Downes Kevin J, Sharova Anna, Malone Judith, Odom John Audrey R, Zuppa Athena F, Neely Michael N
Center for Clinical Pharmacology, Children's Hospital of Philadelphia, Philadelphia, Pennsylvania.
Clinical Futures, Children's Hospital of Philadelphia, Philadelphia, Pennsylvania.
Ther Drug Monit. 2025 Jan 23;47(4):512-519. doi: 10.1097/FTD.0000000000001293.
Area-under-the-curve (AUC)-directed vancomycin therapy is recommended; however, AUC estimation in critically ill children is difficult owing to the need for multiple samples and lack of informative models.
The authors prospectively enrolled critically ill children receiving intravenous (IV) vancomycin for suspected infection and evaluated the accuracy of Bayesian estimation of AUC from a single, optimally timed sample. During the dosing interval, when clinical therapeutic drug monitoring was performed, an optimally timed sample was collected, which was determined for each subject using an established population pharmacokinetic model and the multiple model optimal function of Pmetrics, a nonparametric population pharmacokinetic modeling software. The model was embedded in InsightRx NOVA (InsightRx, Inc.) for individual Bayesian estimation of AUC using the optimal sample versus all available samples (optimally timed sample + clinical samples).
Eighteen children were included. The optimal sampling time to inform Bayesian estimation of vancomycin AUC was highly variable, with trough samples being optimally informative in 32% of children. Optimal samples were collected by clinical nurses within 15 minutes of the goal time in 14 of 18 participants (78%). Compared with all samples, Bayesian AUC estimation with optimal samples had a mean bias of 0.4% (±5.9%) and mean imprecision of 4.6% (±3.6%). Bias of optimal sampling was <10% for 17 of the 18 participants (94%). When estimating AUC using only a peak sample (≤2 hours after dose) or only a trough (≤30 minutes before next dose), bias was <10% for 78% and 86% of participants, respectively.

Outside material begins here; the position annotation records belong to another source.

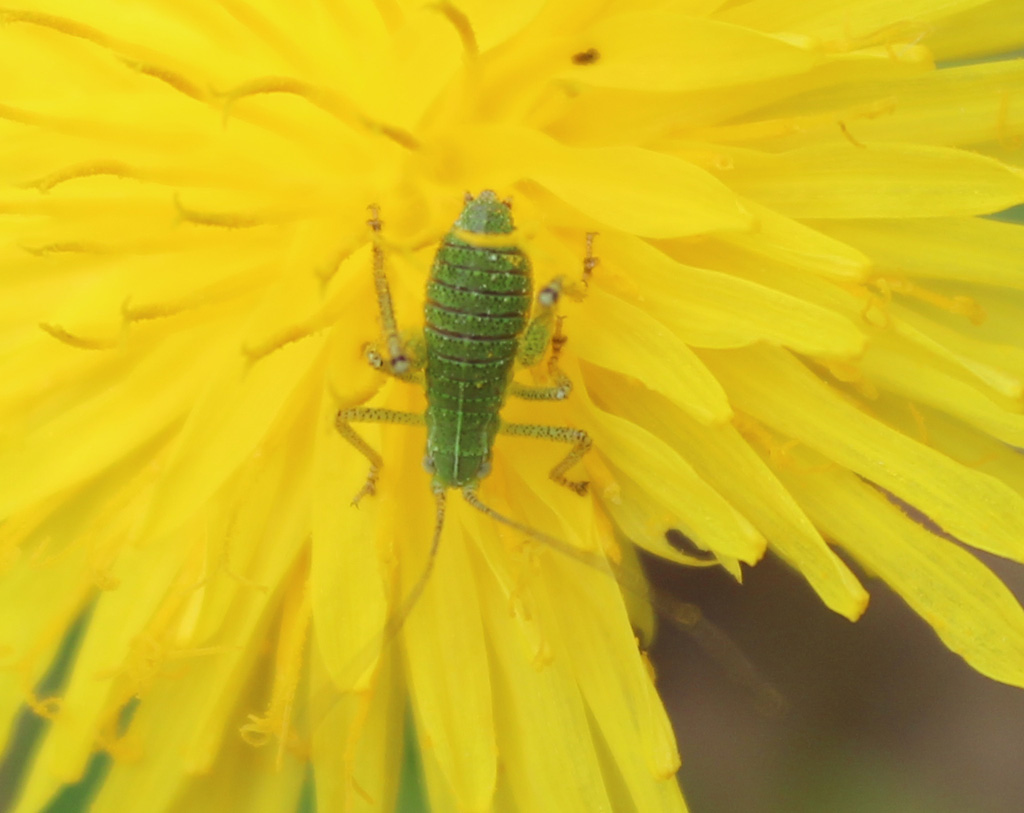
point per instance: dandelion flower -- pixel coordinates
(797, 316)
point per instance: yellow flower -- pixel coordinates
(797, 315)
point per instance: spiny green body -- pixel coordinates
(478, 302)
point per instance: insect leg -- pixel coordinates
(565, 434)
(397, 359)
(562, 387)
(543, 328)
(371, 415)
(415, 353)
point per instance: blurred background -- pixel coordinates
(880, 717)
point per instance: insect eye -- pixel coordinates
(548, 297)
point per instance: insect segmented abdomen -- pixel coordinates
(478, 301)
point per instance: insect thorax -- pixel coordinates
(478, 300)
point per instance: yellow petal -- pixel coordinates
(972, 610)
(974, 507)
(701, 305)
(969, 250)
(982, 30)
(879, 180)
(836, 19)
(725, 461)
(656, 50)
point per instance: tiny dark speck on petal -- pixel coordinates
(588, 56)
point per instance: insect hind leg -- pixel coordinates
(343, 422)
(565, 434)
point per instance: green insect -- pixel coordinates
(478, 328)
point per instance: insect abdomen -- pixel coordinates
(477, 305)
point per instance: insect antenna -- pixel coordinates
(396, 619)
(687, 616)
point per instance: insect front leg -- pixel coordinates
(565, 434)
(371, 415)
(545, 330)
(415, 353)
(397, 359)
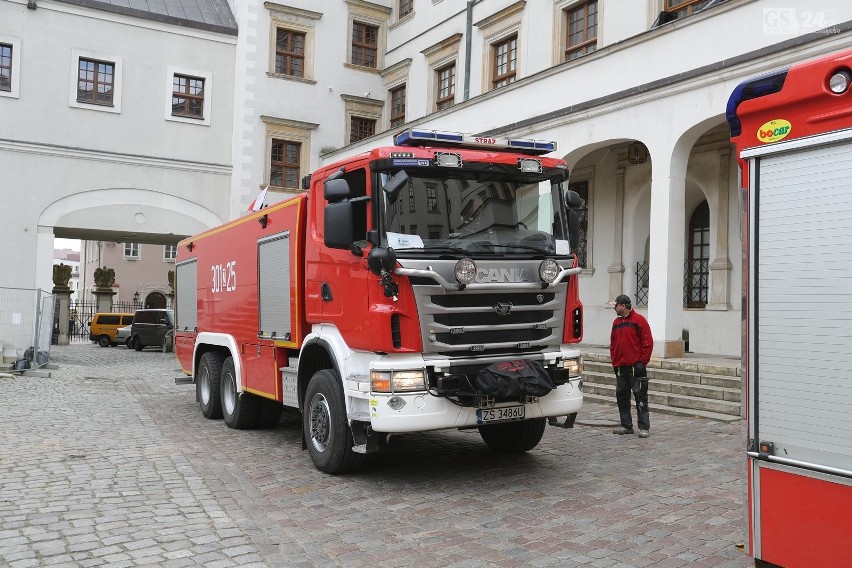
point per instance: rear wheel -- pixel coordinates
(513, 437)
(327, 432)
(238, 410)
(207, 385)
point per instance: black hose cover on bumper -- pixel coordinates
(513, 379)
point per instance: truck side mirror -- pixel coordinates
(573, 199)
(574, 230)
(335, 190)
(338, 224)
(393, 186)
(381, 258)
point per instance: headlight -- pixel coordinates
(548, 270)
(573, 366)
(398, 381)
(465, 271)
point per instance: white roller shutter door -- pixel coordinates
(274, 286)
(804, 304)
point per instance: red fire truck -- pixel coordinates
(427, 285)
(793, 133)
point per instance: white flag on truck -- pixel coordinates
(257, 204)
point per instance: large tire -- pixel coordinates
(208, 383)
(238, 409)
(513, 437)
(326, 428)
(269, 413)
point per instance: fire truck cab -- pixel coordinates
(427, 285)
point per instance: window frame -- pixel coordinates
(130, 255)
(115, 61)
(703, 209)
(207, 105)
(582, 47)
(510, 76)
(396, 98)
(289, 54)
(448, 100)
(284, 165)
(188, 96)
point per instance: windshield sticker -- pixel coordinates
(773, 131)
(400, 240)
(403, 162)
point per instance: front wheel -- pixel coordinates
(513, 437)
(324, 423)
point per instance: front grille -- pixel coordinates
(482, 322)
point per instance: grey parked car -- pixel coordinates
(152, 328)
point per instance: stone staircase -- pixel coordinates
(700, 386)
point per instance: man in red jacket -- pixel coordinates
(630, 347)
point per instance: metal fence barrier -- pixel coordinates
(26, 324)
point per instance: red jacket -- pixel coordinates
(630, 341)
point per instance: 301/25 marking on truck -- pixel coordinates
(224, 277)
(485, 415)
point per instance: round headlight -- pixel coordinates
(839, 82)
(548, 270)
(465, 271)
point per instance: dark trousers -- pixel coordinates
(625, 383)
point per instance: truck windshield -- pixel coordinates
(475, 214)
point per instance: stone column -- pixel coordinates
(665, 294)
(63, 293)
(104, 298)
(720, 267)
(616, 269)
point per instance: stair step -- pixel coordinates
(729, 393)
(669, 410)
(725, 381)
(674, 365)
(679, 401)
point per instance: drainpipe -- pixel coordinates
(467, 43)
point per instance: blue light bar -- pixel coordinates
(421, 137)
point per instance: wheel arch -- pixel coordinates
(221, 343)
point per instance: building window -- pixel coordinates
(697, 278)
(397, 106)
(131, 251)
(582, 30)
(5, 67)
(582, 252)
(289, 53)
(365, 44)
(505, 62)
(680, 8)
(446, 87)
(284, 164)
(188, 96)
(360, 128)
(95, 81)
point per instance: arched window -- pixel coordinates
(697, 281)
(155, 300)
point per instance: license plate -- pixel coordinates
(486, 415)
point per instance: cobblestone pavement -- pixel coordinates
(108, 463)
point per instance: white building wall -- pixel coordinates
(70, 169)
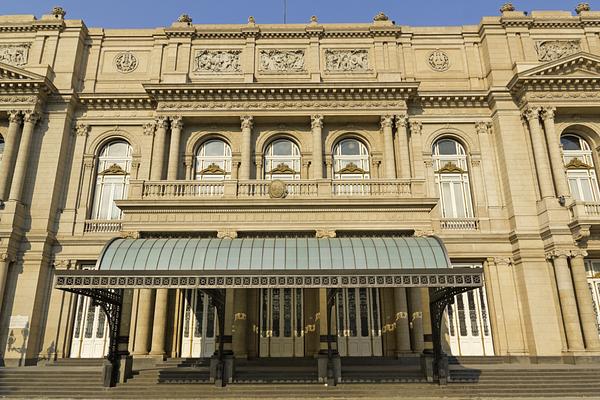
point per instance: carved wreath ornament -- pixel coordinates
(126, 62)
(439, 60)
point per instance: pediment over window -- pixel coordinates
(579, 68)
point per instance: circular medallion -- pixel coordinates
(126, 62)
(439, 61)
(277, 189)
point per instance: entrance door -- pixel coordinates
(90, 333)
(282, 323)
(199, 325)
(468, 325)
(358, 322)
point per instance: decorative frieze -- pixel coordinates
(438, 60)
(281, 60)
(347, 60)
(217, 61)
(14, 54)
(552, 50)
(126, 62)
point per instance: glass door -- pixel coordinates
(358, 322)
(282, 323)
(90, 333)
(199, 325)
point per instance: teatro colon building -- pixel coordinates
(316, 191)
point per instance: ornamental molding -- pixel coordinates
(15, 54)
(450, 168)
(347, 60)
(351, 168)
(282, 169)
(277, 189)
(281, 60)
(114, 169)
(113, 280)
(126, 62)
(552, 50)
(217, 61)
(576, 163)
(213, 169)
(438, 60)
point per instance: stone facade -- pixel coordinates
(505, 89)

Optimal sampling supports accurate Bayesian estimation of vancomycin AUC from a single plasma sample in critically ill children.
推荐采用曲线下面积(AUC)指导万古霉素治疗;然而,由于需要采集多个样本且缺乏有效模型,在重症儿童中估算AUC较为困难。
作者前瞻性纳入因疑似感染接受静脉注射万古霉素的重症儿童,评估根据单次最佳采样时间样本进行贝叶斯法估算AUC的准确性。在给药间隔期间,当进行临床治疗药物监测时,采集一个最佳采样时间样本,使用已建立的群体药代动力学模型和非参数群体药代动力学建模软件Pmetrics的多模型优化功能为每个受试者确定该样本。该模型嵌入InsightRx NOVA(InsightRx公司)中,用于根据最佳样本与所有可用样本(最佳采样时间样本 + 临床样本)对AUC进行个体贝叶斯估算。
纳入18名儿童。用于指导贝叶斯法估算万古霉素AUC的最佳采样时间差异很大,32%的儿童中谷浓度样本提供的信息最丰富。18名参与者中有14名(78%)的临床护士在目标时间的15分钟内采集到了最佳样本。与所有样本相比,使用最佳样本进行贝叶斯AUC估算的平均偏差为0.4%(±5.9%),平均不精密度为4.6%(±3.6%)。18名参与者中有17名(94%)的最佳采样偏差<10%。仅使用峰浓度样本(给药后≤2小时)或仅使用谷浓度样本(下次给药前≤30分钟)估算AUC时,分别有78%和86%的参与者偏差<10%。
最佳采样有助于从重症儿童的单个血浆样本中准确地进行贝叶斯法估算万古霉素AUC。